I call his name as my first orgasm hits. He holds me as waves of pleasure crash through me. I close my eyes for a moment, letting my body feel the force of my release.
"One more?" he asks, and god, it’s filthy hot to see the shine from my body reflected in the short stubble on his chin and jaw.
"Yes," I say, my breaths heavy. "But only if you fill me up."
His eyes close. "Hell yes. My mouth again? My fingers?"
"Your cock," I say, reaching for him. He obliges, peeling his boxer briefs down. I start to scoot down the bed, but he stops me. "I want to kiss you."
“Next time? Because I’m on the goddamn edge here, Jos.” I nod and he presses a sweet kiss to my forehead. "Watch me," he says against my temple.
My eyes are trained on his fingers as they brush over the sensitive skin of my mound. He dips his hand inside and a second, short wave flutters through me. His hand is wet with my arousal as he grips himself. He’s stroking idly, smiling at me. "Fuck, you feel good on me."
"You feel good in me," I say, my smile matching his. We both got tested last week, and I’m on the pill, so there’s no need for any barriers between us. "So don’t make me wait."
Before my sentence is finished, he’s pushing inside me, filling me up. Skin on skin—nothing has ever felt this good, and I know I’m not alone. Van mutters a curse and bites his lip. “This is everything, Jos. You areevery-fucking-thing.”
He’s braced above me, and I can’t lie: the view is pretty spectacular. His muscled arms hold him steady above me, and his hair is a curtain of golden waves. His body is lean and powerful. He’s in complete control, each muscle doing just what he wants it to, just what it needs to do to make me feel good. He dips down, grinding into me just as he presses a sweet kiss to my forehead. The dichotomy of this man is irresistible. He’s sweetand unbearably sexy. He’s brilliant and struggling. He’s relaxed and singularly focused.
And right now, that focus is on me.
"What are you thinking about, Jos?" he asks, pulling out slowly before pumping into me once again.
"You," I answer, unable to mask what I’m feeling. I’m laid so bare—literally and figuratively, that there’s nothing left to hide. My legs fall to the side as I give myself over to Van completely. "How nothing feels this good."
"Nothing," he agrees, his thrusts shallow, his breathing a little ragged. "Nothing and no one." The words fall from his lips, both a question and a statement. It shouldn’t, but the jealous edge to his words sends a thrill through me. It’s proof that my absence left him hollow, that I wasn’t alone in my loneliness.
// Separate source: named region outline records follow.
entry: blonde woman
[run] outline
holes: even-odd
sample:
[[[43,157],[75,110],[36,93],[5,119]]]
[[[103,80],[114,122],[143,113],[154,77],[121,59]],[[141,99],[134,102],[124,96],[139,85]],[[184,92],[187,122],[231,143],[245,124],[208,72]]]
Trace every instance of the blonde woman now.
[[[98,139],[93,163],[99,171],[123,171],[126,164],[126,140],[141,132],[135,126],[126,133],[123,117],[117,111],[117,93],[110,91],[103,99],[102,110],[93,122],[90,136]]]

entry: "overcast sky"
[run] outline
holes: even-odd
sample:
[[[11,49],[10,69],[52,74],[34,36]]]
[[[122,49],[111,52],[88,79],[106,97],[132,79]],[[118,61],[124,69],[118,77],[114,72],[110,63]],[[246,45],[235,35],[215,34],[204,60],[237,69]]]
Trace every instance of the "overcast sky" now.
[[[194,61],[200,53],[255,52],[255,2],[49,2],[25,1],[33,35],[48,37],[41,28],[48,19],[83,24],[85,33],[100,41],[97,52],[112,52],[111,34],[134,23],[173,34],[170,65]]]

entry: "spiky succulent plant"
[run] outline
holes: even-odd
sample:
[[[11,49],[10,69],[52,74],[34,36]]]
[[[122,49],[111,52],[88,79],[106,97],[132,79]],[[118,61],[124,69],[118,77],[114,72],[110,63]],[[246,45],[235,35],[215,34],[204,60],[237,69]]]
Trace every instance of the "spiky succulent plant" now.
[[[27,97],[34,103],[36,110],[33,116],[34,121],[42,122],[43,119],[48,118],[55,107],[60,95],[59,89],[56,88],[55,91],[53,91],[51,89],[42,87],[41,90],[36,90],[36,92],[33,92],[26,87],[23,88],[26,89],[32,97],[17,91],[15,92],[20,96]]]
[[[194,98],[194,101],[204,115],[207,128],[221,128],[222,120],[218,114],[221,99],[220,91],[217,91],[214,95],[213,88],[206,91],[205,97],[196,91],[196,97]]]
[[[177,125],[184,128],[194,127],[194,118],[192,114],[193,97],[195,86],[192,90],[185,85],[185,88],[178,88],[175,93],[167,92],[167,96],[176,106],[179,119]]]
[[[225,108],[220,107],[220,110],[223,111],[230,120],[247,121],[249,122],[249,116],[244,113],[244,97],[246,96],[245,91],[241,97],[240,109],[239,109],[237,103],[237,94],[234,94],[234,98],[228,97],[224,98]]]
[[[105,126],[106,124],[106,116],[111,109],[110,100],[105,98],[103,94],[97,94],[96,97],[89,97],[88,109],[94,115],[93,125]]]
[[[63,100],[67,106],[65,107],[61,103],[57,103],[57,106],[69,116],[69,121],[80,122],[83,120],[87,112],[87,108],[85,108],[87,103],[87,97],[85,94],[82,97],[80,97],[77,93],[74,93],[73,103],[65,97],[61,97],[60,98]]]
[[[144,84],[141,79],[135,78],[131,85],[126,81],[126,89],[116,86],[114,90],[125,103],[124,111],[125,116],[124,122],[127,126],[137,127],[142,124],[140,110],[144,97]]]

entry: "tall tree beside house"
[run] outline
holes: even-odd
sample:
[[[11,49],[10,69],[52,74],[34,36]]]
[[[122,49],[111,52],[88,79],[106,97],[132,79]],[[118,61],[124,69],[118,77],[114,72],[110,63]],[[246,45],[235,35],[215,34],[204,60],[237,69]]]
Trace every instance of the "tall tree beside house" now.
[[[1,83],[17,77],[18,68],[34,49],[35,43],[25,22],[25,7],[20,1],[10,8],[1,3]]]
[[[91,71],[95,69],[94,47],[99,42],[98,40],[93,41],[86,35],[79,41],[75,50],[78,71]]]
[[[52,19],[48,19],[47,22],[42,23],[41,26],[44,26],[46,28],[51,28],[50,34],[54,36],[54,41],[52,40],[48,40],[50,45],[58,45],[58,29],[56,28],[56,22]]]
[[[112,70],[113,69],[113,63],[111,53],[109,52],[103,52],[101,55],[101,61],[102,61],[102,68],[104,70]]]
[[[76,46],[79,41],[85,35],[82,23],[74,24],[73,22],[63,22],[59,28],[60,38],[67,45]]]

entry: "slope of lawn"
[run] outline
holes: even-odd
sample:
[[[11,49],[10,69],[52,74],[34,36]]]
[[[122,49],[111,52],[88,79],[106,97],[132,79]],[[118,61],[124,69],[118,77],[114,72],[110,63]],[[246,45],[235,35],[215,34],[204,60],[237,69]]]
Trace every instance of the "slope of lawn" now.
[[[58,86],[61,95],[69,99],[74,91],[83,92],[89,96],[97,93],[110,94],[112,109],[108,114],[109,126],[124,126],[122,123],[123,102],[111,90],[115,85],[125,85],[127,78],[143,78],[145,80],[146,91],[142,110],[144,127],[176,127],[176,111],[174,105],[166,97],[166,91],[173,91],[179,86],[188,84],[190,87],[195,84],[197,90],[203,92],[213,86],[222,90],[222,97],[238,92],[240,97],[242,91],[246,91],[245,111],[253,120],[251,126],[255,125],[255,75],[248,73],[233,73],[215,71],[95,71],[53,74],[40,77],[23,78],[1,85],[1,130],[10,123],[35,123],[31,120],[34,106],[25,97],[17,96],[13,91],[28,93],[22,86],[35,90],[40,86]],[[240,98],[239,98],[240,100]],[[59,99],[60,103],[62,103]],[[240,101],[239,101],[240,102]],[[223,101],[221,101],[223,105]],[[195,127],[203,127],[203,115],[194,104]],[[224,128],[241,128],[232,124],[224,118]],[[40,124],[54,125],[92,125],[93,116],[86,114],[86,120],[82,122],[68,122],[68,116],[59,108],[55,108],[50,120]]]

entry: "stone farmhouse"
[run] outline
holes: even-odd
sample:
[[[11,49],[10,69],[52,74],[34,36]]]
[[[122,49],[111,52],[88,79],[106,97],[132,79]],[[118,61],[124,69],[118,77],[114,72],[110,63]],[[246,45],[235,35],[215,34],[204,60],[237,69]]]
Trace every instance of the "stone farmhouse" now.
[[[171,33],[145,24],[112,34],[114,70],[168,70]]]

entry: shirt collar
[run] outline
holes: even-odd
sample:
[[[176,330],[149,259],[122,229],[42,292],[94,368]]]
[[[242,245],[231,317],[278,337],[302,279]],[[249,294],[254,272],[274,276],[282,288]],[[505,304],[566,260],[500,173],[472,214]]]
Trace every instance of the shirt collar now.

Sure, there were bodies who warmed his bed, and mine wasn’t always cold, either, but this fire between us is something I’ve never felt before. I couldn’t replicate it, no matter what I tried.
And it seems like Van couldn’t, either.
His hand reaches between us, his thumb grazing my sensitive bud again. My cry of pleasure wins me a smile.
He lifts his thumb to his lips and sucks before returning it to my heat. His touch is incendiary. "That’s it, Jos," he praises. "Let them know how good it is, how much you need it."
The reminder that someone might be able to hear us should make me nervous, or at the very least, quiet. But it has the opposite effect. I’m insatiable as I arch my back and roll my hips, meeting him halfway.
I kiss his neck, his jaw, his lips. Our bodies are slick with sweat and the bed is probably banging into the cinder block walls of my dorm, but none of that matters. Nothing matters now but us.
"I’m gonna come, Jos. You want that? You want me to come inside you?"
My response is immediate. "Yes!" I cry out just as he releases into me. His hips pump and his breathing stutters. My nipples are sensitive as his chest moves against mine. It’s just enough friction to ignite another orgasm, this one shorter than the last, but no less powerful. Van feels it, too.
"Oh,fuck, Josie. Fuck, that’s good." We ride out the waves together, our bodies lost in a rhythm we started years ago—one that I’ll never tire of. His lips brush my temple as I cling to him, needing our connection as long as I can hang on to it.
Van senses it, too, because he rolls us so that I’m on top of him in a sweaty sticky heap. Our positions have changed, but our bond hasn’t broken.
I look down at him. The words are on the edge of my lips. I want to say them so badly, but this isn’t the time, is it? And what if he doesn’t?—
Van’s voice cuts through the silence, soft and sure. "I love you, Jos."
The air around us stills. His eyes find mine and there’s a question in them, so I answer it. "I love you. I’ve loved you all this time."
His mouth covers mine and I absently wonder if the people in the hallway have moved on. If they haven’t, they’re about to hear another show.